Pour Gaza, il en va de même. La rencontre entre Benyamin Nétanyahou, Marco Rubio et Donald Trump à Washington mardi 4 février avait moins à voir avec Yalta ou Camp David qu’avec le sommet d’Atlantic City organisé par Lucky Luciano, Johnny Torrio et Frank Costello en mai 1929 pour se partager les territoires de leur trafic d’alcool.

Ne pas faire affaire, le seul deal acceptable

Le projet, hors droit, hors convention, hors morale, hors humanité, visant à exiler de force 1,8 million de personnes («temporairement», dit Rubio aujourd’hui), terrasser leur pays détruit par son allié (son complice), pour y construire la Côte d’Azur du Moyen-Orient, n’est pas le fait d’un «deal maker» ni celui d’un super promoteur immobilier, mais juste d’un mafieux planétaire qui se défie de toutes les règles, de tous les cadastres, de toutes les propriétés, de tous les usages, pour le seul profit de ses propres affaires et de celles de ses obligés ou copains (les deux étant souvent indistincts en mafia).

En Europe, ceux qui se rassurent en prenant Donald Trump pour un deal maker, et pensent qu’il suffit de comprendre sa logique de commerçant et de hausser un peu le ton et que tout rentrera dans l’ordre, se fourrent la mitraillette à barillet dans l’œil. «Après tout, se disent-ils, nous sommes le premier marché du monde (450 millions de consommateurs plutôt riches), il faudra donc bien compter avec nous, Trump se calmera.» Mais, on ne deale pas avec quelqu’un qui vous menace.
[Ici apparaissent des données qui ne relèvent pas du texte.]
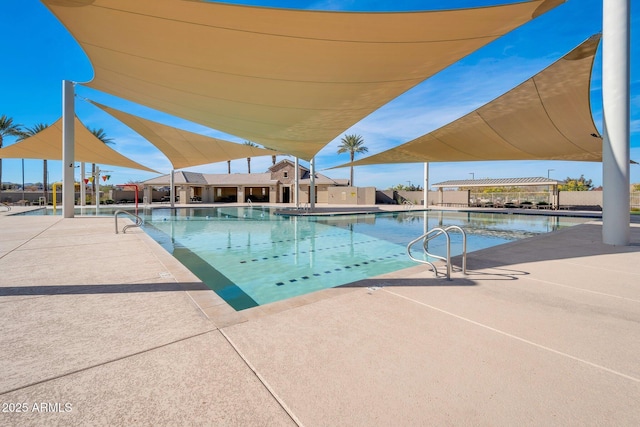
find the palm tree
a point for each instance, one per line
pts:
(7, 128)
(102, 136)
(30, 132)
(352, 144)
(250, 144)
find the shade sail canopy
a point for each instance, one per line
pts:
(548, 117)
(183, 148)
(291, 80)
(47, 144)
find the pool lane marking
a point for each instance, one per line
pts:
(263, 380)
(515, 337)
(346, 267)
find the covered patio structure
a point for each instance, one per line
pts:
(551, 201)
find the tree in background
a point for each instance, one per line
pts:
(102, 136)
(573, 184)
(30, 131)
(352, 144)
(7, 128)
(250, 144)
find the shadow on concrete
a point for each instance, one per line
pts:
(584, 240)
(457, 279)
(100, 289)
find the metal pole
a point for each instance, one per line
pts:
(172, 190)
(616, 115)
(83, 186)
(22, 179)
(297, 183)
(97, 180)
(426, 185)
(68, 148)
(312, 184)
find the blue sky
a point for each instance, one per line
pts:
(39, 53)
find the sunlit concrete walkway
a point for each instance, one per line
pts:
(106, 329)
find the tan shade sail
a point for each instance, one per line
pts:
(183, 148)
(47, 144)
(548, 117)
(291, 80)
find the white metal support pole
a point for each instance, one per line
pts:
(83, 186)
(68, 148)
(296, 192)
(615, 108)
(312, 184)
(97, 180)
(426, 184)
(172, 190)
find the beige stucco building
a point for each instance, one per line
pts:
(277, 185)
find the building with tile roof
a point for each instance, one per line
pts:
(277, 185)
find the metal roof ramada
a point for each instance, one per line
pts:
(497, 182)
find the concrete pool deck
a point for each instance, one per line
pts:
(106, 329)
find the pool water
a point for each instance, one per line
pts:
(251, 257)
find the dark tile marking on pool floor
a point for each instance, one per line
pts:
(313, 250)
(347, 267)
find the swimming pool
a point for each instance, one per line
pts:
(250, 256)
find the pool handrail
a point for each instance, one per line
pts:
(432, 234)
(138, 222)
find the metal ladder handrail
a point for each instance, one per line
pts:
(432, 234)
(138, 223)
(408, 204)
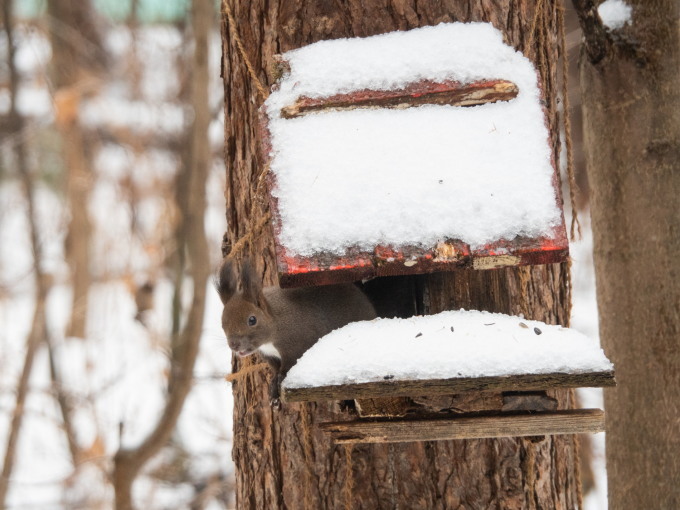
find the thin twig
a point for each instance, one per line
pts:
(575, 224)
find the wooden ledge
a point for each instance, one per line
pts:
(416, 94)
(572, 421)
(393, 388)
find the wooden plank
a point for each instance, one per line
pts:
(416, 94)
(395, 388)
(572, 421)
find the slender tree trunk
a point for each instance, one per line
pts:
(631, 113)
(282, 459)
(76, 53)
(191, 239)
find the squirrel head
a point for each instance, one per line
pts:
(246, 318)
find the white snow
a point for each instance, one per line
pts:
(482, 344)
(615, 13)
(416, 175)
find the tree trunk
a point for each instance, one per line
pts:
(631, 113)
(77, 52)
(282, 459)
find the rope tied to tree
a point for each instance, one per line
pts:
(577, 456)
(349, 477)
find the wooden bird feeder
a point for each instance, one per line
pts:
(488, 146)
(481, 392)
(397, 155)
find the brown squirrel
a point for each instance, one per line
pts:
(283, 323)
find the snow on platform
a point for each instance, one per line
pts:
(453, 344)
(413, 176)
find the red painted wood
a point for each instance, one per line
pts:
(353, 265)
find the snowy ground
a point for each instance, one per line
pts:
(115, 376)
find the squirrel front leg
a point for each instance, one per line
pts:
(274, 385)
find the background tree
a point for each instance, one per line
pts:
(631, 115)
(282, 459)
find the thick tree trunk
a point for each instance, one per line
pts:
(631, 112)
(282, 459)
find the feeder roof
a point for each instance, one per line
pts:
(355, 179)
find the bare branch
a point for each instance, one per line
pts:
(191, 236)
(38, 324)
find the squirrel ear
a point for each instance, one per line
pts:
(252, 287)
(225, 281)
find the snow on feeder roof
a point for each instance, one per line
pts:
(377, 169)
(445, 353)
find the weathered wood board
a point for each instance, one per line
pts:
(326, 268)
(392, 388)
(572, 421)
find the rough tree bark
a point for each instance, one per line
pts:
(282, 459)
(631, 115)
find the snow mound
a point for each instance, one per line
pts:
(447, 345)
(413, 176)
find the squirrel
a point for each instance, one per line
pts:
(282, 324)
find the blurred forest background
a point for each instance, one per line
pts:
(111, 219)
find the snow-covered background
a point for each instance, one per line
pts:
(115, 377)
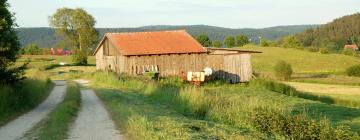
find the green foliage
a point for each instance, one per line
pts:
(266, 43)
(241, 40)
(324, 50)
(290, 42)
(204, 40)
(31, 49)
(283, 70)
(298, 126)
(229, 41)
(56, 125)
(77, 26)
(9, 47)
(350, 52)
(23, 96)
(80, 57)
(312, 49)
(353, 71)
(217, 44)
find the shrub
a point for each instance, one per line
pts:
(313, 49)
(324, 50)
(283, 70)
(298, 126)
(349, 51)
(353, 71)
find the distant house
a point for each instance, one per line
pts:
(169, 53)
(353, 47)
(60, 51)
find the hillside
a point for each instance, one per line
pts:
(333, 35)
(45, 37)
(301, 61)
Le seul risque acceptable dans un deal digne de ce nom, c’est de ne pas faire affaire, et non d’être détruit ou affaibli. Arrêtons donc de dire à tout bout de champs que Donald Trump est un deal maker. C’est un mafieux… Alors que faire quand la mafia a pris en main le commissariat ? La réponse se trouve dans Serpico. S’unir pour forcer le retour du droit.